Atlanta out-shot the Lions 15-12 (7-2 on target), held 51% of the final possession and out-passed Orlando (79%-77%).
“I don’t know if it was nerves or it was just a little bit of general tiredness. We just looked a little bit sluggish,” O’Connor said. “I don’t know whether that was just the emotion of the occasion seemed to get to us. We just looked a yard off — especially first half. We had big moments in the game. We haven’t capitalized…you can’t do that against a team like Atlanta.”
The coach got a bit agitated when it was pointed out that the Lions had yet to beat Atlanta, stating he doesn’t care about what happened before he became coach and that the team just needs to be mentally stronger to beat their neighbors to the north.
“I’m not interested in that. It’s all mentality,” he said. “We were beaten tonight because we weren’t good enough.”
Kljestan said the team can take some positives from a deep Cup run into the rest of the MLS season.

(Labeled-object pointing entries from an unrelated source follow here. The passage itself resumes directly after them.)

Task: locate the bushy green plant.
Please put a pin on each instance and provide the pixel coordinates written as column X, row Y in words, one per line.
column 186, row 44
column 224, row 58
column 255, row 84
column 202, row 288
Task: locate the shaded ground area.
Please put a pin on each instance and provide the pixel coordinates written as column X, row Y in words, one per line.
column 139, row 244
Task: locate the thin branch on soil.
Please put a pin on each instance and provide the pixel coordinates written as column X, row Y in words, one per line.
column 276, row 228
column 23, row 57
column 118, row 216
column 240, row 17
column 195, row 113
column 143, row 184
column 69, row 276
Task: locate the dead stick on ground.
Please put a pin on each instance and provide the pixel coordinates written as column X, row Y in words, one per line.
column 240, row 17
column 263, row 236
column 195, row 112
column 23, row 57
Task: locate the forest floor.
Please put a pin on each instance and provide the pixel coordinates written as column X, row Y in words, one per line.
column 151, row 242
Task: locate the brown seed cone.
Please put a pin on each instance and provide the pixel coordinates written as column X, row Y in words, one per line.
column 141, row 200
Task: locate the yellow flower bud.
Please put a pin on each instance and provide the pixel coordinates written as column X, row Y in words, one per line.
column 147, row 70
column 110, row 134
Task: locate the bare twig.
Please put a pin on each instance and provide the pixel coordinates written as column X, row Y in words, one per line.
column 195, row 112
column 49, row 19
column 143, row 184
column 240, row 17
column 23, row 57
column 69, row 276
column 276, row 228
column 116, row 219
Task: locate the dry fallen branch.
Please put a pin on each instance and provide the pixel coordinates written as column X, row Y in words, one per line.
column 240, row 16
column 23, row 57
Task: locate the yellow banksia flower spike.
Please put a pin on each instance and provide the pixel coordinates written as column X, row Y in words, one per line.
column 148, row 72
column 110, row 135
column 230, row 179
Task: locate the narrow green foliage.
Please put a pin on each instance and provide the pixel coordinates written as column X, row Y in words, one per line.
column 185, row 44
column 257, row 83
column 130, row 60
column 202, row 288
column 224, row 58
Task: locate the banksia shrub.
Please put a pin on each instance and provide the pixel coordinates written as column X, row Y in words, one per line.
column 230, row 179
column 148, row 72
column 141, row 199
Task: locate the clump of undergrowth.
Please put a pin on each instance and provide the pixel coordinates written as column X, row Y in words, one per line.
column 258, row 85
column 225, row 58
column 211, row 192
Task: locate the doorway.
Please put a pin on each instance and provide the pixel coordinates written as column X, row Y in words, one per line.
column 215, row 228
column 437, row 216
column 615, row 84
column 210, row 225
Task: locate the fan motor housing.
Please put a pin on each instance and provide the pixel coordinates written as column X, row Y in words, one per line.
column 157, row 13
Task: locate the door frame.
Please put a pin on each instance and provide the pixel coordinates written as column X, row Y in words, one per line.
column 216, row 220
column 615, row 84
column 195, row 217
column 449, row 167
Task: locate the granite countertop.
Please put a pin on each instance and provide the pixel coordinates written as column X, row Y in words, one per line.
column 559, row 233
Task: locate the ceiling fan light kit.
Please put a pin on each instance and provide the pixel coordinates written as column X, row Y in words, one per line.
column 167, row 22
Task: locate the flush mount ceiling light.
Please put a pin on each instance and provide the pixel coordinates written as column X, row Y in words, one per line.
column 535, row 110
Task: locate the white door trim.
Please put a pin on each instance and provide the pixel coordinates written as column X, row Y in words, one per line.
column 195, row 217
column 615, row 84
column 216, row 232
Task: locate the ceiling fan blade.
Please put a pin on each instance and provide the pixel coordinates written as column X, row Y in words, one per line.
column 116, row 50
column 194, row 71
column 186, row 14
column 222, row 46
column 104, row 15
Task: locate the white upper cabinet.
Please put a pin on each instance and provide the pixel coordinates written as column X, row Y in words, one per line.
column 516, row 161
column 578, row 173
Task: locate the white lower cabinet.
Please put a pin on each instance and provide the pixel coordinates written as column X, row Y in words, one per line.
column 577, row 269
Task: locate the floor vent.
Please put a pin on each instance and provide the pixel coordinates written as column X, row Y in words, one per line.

“I think we dug deep on a few of these games,” Kljestan said. “When we played NYCFC, that was a gut punch to give up a goal in the last second but we reacted well and ended up winning the game in penalties. The game against New England also an overtime game. So, it was a good journey for us and I think we learned a lot about ourselves. And also we used some rotation in those games and a lot of guys who maybe aren’t regular performers ended up being big players in the Open Cup for us. So, I think we’ve got to draw confidence from that and we’ve got to know that this cannot derail our season.”
The Lions will need to shake off the disappointment quickly, as they return to MLS action on Saturday night when they travel to Canada to take on Toronto FC at 7:30 p.m. at BMO Field.